Ripple Information: Squid Crypto closed a $6 million strategic funding spherical led by North Island Ventures with participation from Ripple on Could 25, 2026, and inside lower than 24 hours, an attacker drained $3 million from the protocol.
The exploit hit a third-party liquidity aggregation module built-in into Squid’s cross-chain swap infrastructure, not the audited core contracts.
Squid’s official response has been to distance itself from the breach solely, stating the group doesn’t know who deployed the precise module answerable for the drain.
Blockaid detected an ongoing exploit focusing on the SquidRouterModule on Ethereum and Base.
86 Gnosis Safes drained for ~$3M in ~2 hours.
All stolen tokens swapped to DAI through attacker-controlled Uniswap V3 swimming pools.
Extra particulars in— Blockaid (@blockaid_) Could 25, 2026
Squid operates as a meta-DEX and chain-abstraction protocol, routing cross-chain swaps throughout a number of networks via aggregated liquidity layers.
The $6M elevate was positioned as a catalyst for increasing that interoperability infrastructure, with Ripple’s involvement framed as a strategic alignment with its broader cross-chain and funds roadmap.
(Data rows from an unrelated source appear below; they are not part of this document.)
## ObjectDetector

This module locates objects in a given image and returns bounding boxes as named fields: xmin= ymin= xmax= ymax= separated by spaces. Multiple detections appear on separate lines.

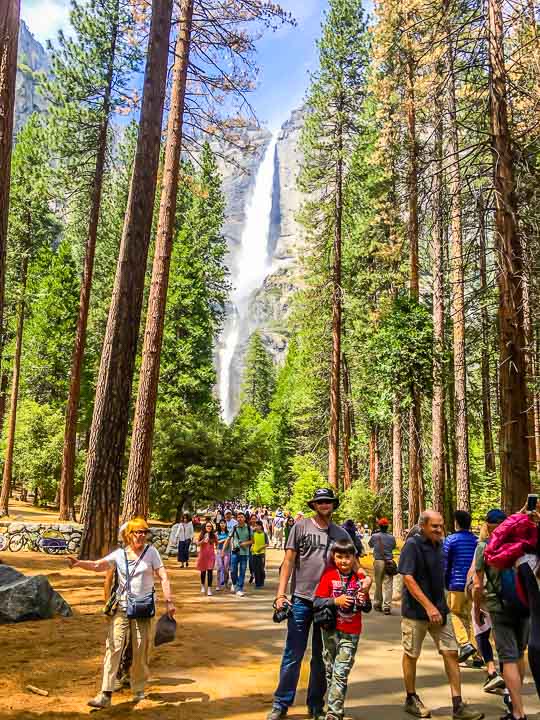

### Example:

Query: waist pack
xmin=124 ymin=545 xmax=156 ymax=620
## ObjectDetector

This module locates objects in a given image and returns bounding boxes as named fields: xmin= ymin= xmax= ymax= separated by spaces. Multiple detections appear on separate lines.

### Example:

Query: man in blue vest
xmin=443 ymin=510 xmax=478 ymax=663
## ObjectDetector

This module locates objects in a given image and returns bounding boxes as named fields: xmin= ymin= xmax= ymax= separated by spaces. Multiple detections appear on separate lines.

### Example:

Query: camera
xmin=272 ymin=601 xmax=292 ymax=623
That narrative collapsed inside a single information cycle.
Uncover: The Finest Crypto to Diversify Your Portfolio
Ripple Information: How the Squid Crypto Exploit Labored: The Third-Celebration Module Vulnerability
The assault vector was a peripheral liquidity aggregation module that Squid had lately built-in to facilitate cross-chain swap routing, a element sitting outdoors the protocol’s audited core contract suite.
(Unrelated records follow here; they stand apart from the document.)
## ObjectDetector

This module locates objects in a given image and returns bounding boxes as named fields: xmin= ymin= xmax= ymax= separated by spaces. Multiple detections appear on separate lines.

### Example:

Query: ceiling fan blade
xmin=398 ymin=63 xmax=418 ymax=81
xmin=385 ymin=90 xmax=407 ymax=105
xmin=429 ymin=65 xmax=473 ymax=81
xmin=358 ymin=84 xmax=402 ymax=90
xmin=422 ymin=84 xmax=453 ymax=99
The attacker exploited manipulated value feeds or misconfigured entry permissions inside this module to siphon belongings straight, bypassing the safety controls that ruled Squid’s main contracts.
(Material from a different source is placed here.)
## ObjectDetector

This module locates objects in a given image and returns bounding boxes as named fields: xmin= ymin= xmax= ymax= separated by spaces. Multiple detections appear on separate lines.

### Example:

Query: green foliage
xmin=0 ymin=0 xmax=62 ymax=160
It is a structural sample that has surfaced repeatedly throughout DeFi exploit historical past: audits cowl submitted elements, not the total dependency tree.
The module in query was a third-party integration layer, that means its belief assumptions, permission logic, and oracle dependencies have been by no means subjected to the identical scrutiny as Squid’s native code.
This incident is unrelated to Squid’s core protocol and contracts. All Squid customers and integrators are unaffected and no motion is required.
A 3rd-party Gnosis Protected module was exploited right this moment throughout Base and Ethereum, leading to roughly $3.2M in losses. The susceptible… https://t.co/I3gGmdBvE9— squid (@squidrouter) Could 25, 2026
Squid Router’s ResponseSquid Router shortly issued an announcement distancing itself from the exploit. The group clarified that the drained funds got here from a third-party Gnosis Protected module referred to as
SquidRouterModule, which was neither constructed, deployed, nor operated by them. They emphasised that their core router contract remained unaffected and that every one commonplace Squid customers and integrators have been protected.
The group famous the module had built-in with Squid alongside different protocols with none direct involvement from Squid, and urged the neighborhood to keep away from conflating the 2 as a consequence of comparable naming. No motion was required from Squid customers.
Uncover: The Finest Token Presales
The put up Ripple Information: Squid Raised $6 Million With Ripple Backing, Then Misplaced Half of It to a Hack Much less Than 24 Hours Later appeared first on Cryptonews.